1. The Reasoning Model Timeline: o1, o1-mini, o3, o4-mini
OpenAI's reasoning model series has moved fast:
| Model | Released | Key Milestone |
|---|---|---|
| o1-preview | September 2024 | First public reasoning model; 83% on AIME 2024 vs GPT-4o's 13% |
| o1 | December 2024 | Full release; PhD-level science eval scores; $15/$60 per 1M tokens |
| o1-mini | September 2024 | Cost-optimized CoT model; 3× cheaper; strong coding performance |
| o3 | January 2025 (announced); April 2025 (API) | 87.5% ARC-AGI; near-human on most reasoning benchmarks; new SOTA scores |
| o3-mini | February 2025 | Efficient reasoning at $1.10/$4.40 per 1M tokens; exceeds o1 on many tasks |
| o4-mini | April 2025 | Combines o3-level reasoning with multimodal support and tool use; best reasoning model per dollar |
The "o" naming stands for "OpenAI reasoning" internally, though OpenAI has not officially confirmed this etymology.

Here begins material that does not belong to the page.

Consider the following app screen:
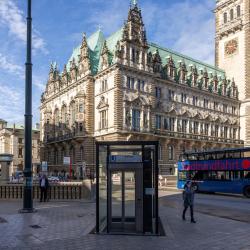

The jump from o1 to o3 (skipping o2, which was apparently reserved for UK regulatory reasons where "O2" is a major telecoms brand) represented OpenAI's biggest capability jump since GPT-4.
2. How Reasoning Models Work
Standard LLMs like GPT-4o use a single forward pass to generate each token. The model looks at the input and immediately predicts what comes next based on learned patterns. This is impressive for many tasks but fails on problems requiring systematic search, multi-step planning, or self-verification.
2.1 Reinforcement Learning on Chain-of-Thought
Reasoning models are trained differently. OpenAI uses reinforcement learning with verifiable rewards — a training approach that rewards the model for reaching correct answers on problems where correctness can be objectively verified (math equations, code that passes tests, formal logic proofs).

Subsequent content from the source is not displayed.